Install on GCP
This document is intended to guide Medplum through the deployment of a comprehensive infrastructure on Google Cloud Platform (GCP) using Terraform. It provides detailed instructions and configurations necessary to set up essential components such as a Virtual Private Cloud (VPC), Google Kubernetes Engine (GKE) cluster, Cloud SQL database, Cloud Storage buckets, and Redis instances. The purpose is to ensure a smooth and efficient deployment process tailored to Medplum’s specific requirements, facilitating scalability, security, and high availability within their cloud environment.
This is a complex multi-step process, and requires high proficiency with GCP, Terraform, Node.js, and command line tools.
Medplum strives to make this as easy as possible, but despite our best efforts, it is still challenging.
If you have any questions, please contact us or join our Discord.
High-level overview
To deploy Medplum in GCP, the process is divided into two parts:
- Static Infrastructure (using terraform)
- Medplum App (helm chart)
This division allows a fully customizable deployment, for example: if a customer wants to use an existing GKE cluster, they can just deploy the helm chart to it.
The Medplum application is configured using a secret in GCP Secrets Manager. See Generate Configuration Secret
GCP Architecture
Infrastructure summary
- The Medplum backend (API) container runs in GKE.
- The API is exposed using Ingress, which creates a GCP Load Balancer
- The Load balancer has a WAF (Cloud Armor)
- Google-managed certificates are used
- We use managed Redis (Memorystore) and Cloud SQL for cache and PostgreSQL
- All outbound connections go through a Cloud NAT (fixed IP)

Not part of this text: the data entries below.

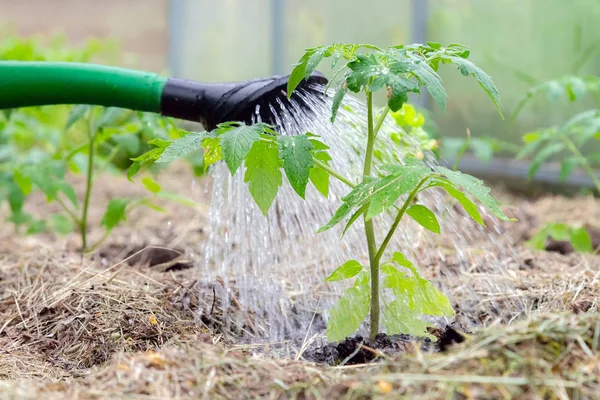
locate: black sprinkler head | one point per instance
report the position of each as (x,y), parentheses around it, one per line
(213,103)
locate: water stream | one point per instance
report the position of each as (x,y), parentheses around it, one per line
(271,269)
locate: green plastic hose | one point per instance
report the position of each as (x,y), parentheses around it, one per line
(29,83)
(24,83)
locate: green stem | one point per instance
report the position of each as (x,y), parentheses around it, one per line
(88,189)
(66,209)
(380,120)
(399,216)
(584,163)
(332,172)
(369,230)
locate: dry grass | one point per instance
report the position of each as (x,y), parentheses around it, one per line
(87,328)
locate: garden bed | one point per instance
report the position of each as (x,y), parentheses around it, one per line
(125,322)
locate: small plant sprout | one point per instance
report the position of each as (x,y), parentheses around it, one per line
(392,187)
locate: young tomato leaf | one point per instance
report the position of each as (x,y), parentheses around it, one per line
(397,319)
(475,188)
(463,200)
(237,142)
(467,68)
(318,176)
(424,217)
(356,198)
(350,311)
(115,213)
(182,147)
(401,180)
(296,154)
(151,184)
(347,270)
(263,174)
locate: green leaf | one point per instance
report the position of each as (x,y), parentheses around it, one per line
(212,151)
(115,213)
(542,156)
(297,156)
(356,198)
(464,201)
(581,240)
(263,174)
(475,188)
(431,80)
(133,169)
(467,68)
(403,179)
(237,142)
(350,311)
(23,181)
(424,217)
(181,147)
(415,292)
(397,318)
(75,114)
(347,270)
(318,176)
(61,224)
(131,143)
(151,184)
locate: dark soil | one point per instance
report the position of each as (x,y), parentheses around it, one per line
(358,350)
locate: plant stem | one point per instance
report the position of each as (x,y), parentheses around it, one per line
(332,172)
(88,189)
(380,120)
(399,216)
(369,230)
(584,163)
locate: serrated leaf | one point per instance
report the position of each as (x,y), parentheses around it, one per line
(424,217)
(115,213)
(431,80)
(415,292)
(581,240)
(296,154)
(263,174)
(397,318)
(402,179)
(464,201)
(180,148)
(347,270)
(356,198)
(346,316)
(75,114)
(475,188)
(318,176)
(151,184)
(467,68)
(236,143)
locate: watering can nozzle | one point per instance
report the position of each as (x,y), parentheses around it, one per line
(214,103)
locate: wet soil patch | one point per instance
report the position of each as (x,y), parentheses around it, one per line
(359,350)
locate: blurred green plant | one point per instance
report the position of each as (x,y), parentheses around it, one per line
(39,146)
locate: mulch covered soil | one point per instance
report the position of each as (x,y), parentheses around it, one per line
(132,322)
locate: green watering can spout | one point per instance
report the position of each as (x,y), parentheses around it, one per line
(24,83)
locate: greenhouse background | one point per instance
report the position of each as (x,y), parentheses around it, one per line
(518,42)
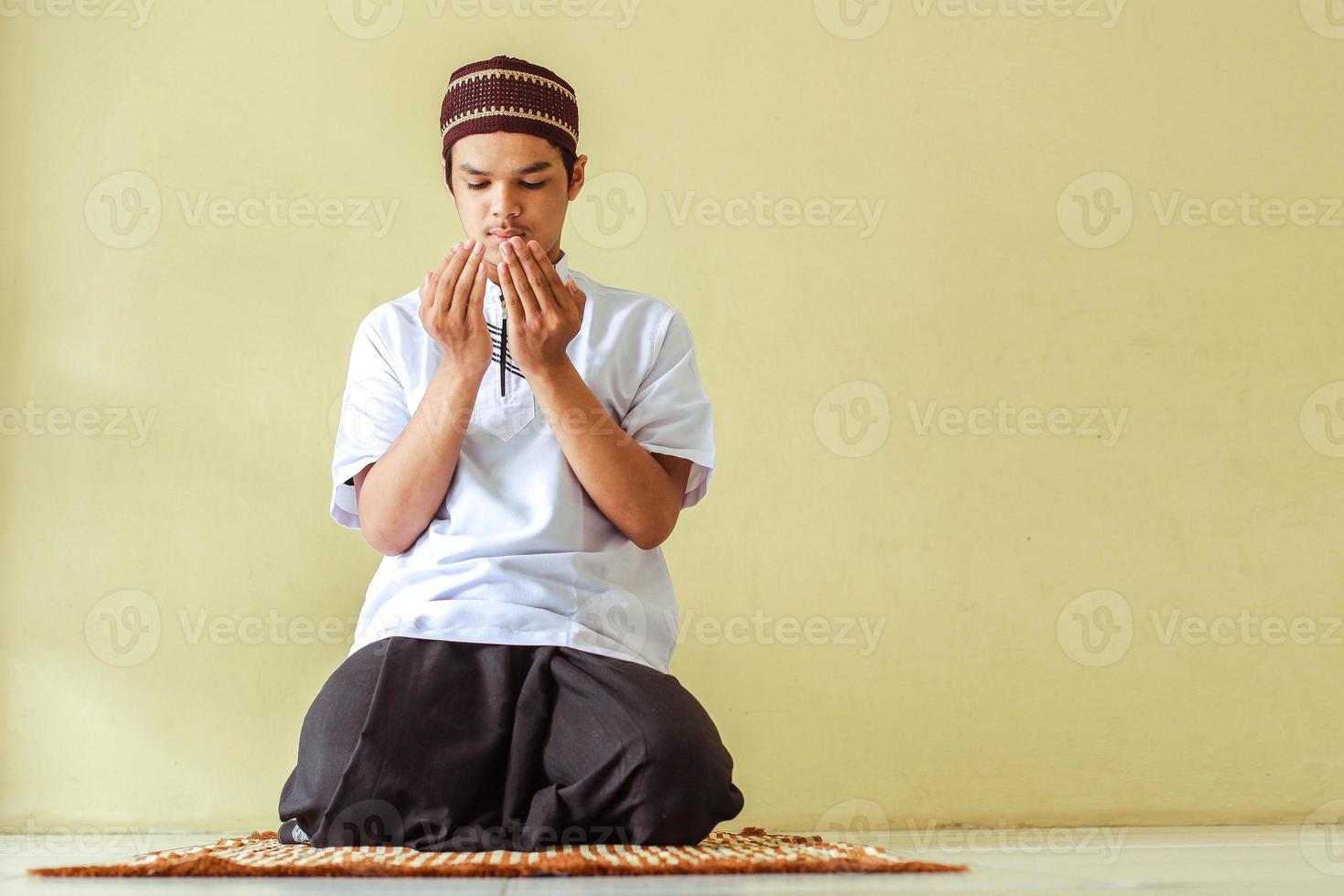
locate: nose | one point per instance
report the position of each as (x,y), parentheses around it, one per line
(506,205)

- There bottom Load Balancer is deployed using terraform, and it is used to expose the frontend (app) and storage buckets, using Google CDN
- The Load balancer has a WAF (Cloud Armor)
- Google-managed certificates are used
High-level deployment process
- Deploy static infrastructure (GKE, CloudSQL, Redis, Storage Buckets, LB)
- With the values from Step 1, create the Medplum app configuration
- With the values from Step 1, point the DNS records
- Deploy the backend application using the helm chart
- Copy the frontend files to the CDN bucket
GCP Deployment
Infrastructure Deployment (Terraform)
The terraform
folder contains Terraform configurations for deploying infrastructure on Google Cloud Platform (GCP). The setup includes a Virtual Private Cloud (VPC), Google Kubernetes Engine (GKE) cluster, Cloud SQL, Cloud Storage Buckets, Redis, and more.
Prerequisites
- Terraform installed on your local machine.
- A GCP account with the necessary permissions to create resources.
- A GCP project where the resources will be deployed.
- Google Cloud SDK installed and authenticated with your GCP account.
Clone the Repository
Run:
git clone https://github.com/medplum/medplum
cd terraform/gcp/
Configure Backend (Optional)
If you want to use a remote backend for storing the Terraform state, uncomment and configure the backend.tf file.
Initialize Terraform
Modify the terraform.tfvars
file to enter your project-specific values:
# GCP project configuration - Change these values to use your own project, region, and zone
project_id = "your-project-id"
region = "your-region"
zone = "your-zone"
# Common enforced labels - Change these values to use your own labels
labels = {
env = "your-environment" # e.g., "dev", "staging", "prod"
purpose = "your-purpose" # e.g., "gke", "web", "database"
owner = "your-owner" # e.g., "team-name", "project-owner"
}
Initialize Terraform
Initialize the Terraform working directory to download the necessary provider plugins and modules:
terraform init
Plan the Deployment
Generate and review an execution plan to ensure the configuration is correct:
terraform plan
Apply the Configuration
Apply the Terraform configuration to create the resources in GCP:
terraform apply
Generate configuration secret
The configuration secret holds the Medplum application configuration and it contains the connection strings to the rest of the infrastructure that we deployed before, using terraform.
1. Create the Secret in Secret Manager:
Use the gcloud secrets create command to create a new secret with automatic replication and labels.
gcloud secrets create config-secret --replication-policy="automatic"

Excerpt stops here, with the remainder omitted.